General Potemkin villages
Modern historians are divided on the degree of truth behind Potemkin villages. While tales of the fake villages are generally considered exaggerations, some historians dismiss them as malicious rumors spread by Potyomkin's opponents. These historians argue that Potyomkin did mount efforts to develop the Crimea and probably directed peasants to spruce up the riverfront in advance of the Empress's arrival. According to Simon Sebag-Montefiore, Potyomkin's most comprehensive English-language biographer, the tale of elaborate, fake settlements with glowing fires designed to comfort the monarch and her entourage as they surveyed the barren territory at night, is largely fictional.[1]

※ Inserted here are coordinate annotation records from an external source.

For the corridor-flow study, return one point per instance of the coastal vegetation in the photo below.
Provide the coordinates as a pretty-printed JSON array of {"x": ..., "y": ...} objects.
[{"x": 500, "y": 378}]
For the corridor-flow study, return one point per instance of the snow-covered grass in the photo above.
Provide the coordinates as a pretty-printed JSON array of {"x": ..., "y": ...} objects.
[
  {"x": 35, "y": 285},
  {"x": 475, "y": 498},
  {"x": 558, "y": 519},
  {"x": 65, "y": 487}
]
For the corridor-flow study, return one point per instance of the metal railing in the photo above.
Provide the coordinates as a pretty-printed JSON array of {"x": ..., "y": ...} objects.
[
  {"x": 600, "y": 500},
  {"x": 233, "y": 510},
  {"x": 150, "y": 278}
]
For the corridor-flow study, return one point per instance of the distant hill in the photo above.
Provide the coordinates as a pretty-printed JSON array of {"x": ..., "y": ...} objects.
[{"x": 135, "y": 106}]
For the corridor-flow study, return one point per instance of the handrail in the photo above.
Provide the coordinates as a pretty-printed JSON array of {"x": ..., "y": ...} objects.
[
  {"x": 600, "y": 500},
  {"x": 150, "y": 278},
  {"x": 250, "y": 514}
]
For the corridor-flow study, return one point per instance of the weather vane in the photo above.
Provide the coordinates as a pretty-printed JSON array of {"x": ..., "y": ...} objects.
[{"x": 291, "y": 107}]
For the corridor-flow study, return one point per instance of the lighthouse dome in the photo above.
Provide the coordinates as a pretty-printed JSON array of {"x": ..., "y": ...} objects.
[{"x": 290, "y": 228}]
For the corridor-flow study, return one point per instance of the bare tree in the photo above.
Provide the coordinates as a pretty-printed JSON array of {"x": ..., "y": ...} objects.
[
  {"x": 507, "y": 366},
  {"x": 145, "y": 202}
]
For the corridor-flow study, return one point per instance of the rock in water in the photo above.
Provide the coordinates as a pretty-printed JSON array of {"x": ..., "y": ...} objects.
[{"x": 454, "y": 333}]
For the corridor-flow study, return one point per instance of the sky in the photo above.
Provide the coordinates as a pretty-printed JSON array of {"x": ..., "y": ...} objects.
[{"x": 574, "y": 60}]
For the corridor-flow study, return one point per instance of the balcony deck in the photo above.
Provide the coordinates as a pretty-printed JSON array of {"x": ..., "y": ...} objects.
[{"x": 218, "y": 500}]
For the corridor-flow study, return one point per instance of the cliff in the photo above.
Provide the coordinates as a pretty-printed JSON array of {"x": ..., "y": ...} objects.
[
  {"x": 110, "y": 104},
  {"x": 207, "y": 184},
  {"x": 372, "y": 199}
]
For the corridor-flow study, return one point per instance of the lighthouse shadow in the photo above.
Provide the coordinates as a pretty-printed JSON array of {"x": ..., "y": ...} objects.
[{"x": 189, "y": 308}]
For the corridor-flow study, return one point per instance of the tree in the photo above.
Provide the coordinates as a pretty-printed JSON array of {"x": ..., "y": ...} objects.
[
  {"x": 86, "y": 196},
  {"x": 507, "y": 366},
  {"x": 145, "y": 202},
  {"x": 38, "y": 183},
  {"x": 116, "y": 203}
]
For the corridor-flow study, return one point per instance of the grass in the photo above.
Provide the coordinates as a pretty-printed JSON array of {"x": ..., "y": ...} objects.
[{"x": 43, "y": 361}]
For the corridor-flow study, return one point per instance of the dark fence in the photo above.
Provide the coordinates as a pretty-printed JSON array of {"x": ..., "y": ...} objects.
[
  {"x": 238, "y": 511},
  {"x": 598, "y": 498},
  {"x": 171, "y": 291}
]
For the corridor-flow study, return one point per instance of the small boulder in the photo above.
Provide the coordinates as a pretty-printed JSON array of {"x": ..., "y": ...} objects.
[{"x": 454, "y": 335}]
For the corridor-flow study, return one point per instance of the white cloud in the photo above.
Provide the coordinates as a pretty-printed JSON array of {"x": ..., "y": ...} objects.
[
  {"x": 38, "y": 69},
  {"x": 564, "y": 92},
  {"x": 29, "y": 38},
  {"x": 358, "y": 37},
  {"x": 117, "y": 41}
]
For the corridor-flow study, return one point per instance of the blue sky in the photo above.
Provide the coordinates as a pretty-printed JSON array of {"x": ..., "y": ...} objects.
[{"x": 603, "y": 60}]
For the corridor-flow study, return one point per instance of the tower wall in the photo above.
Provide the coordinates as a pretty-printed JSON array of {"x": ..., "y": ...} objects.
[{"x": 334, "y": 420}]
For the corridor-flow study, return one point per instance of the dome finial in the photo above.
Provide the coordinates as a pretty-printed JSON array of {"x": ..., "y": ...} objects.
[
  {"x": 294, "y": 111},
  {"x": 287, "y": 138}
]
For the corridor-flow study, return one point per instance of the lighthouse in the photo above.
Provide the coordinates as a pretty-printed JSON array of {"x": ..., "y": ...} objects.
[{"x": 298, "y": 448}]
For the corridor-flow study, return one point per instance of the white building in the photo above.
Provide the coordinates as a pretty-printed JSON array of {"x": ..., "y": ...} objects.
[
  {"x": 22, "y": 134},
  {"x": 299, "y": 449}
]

Aleksandr Panchenko, an authoritative specialist on 19th century Russia, used original correspondence and memoirs to conclude that the Potyomkin villages are a myth. He writes: "Based on the above said we must conclude that the myth of "potyomkin villages" is exactly a myth, and not an established fact."[2] Panchenko writes that "Potyomkin indeed decorated cities and villages, but made no secret that this was a decoration".[3]
Also, the close relationship between Field Marshal Potyomkin and Empress Catherine made it likely that she was aware of the fictitious nature of the villages. Thus, the deception would have been mainly directed towards the foreign ambassadors accompanying the imperial party.[4]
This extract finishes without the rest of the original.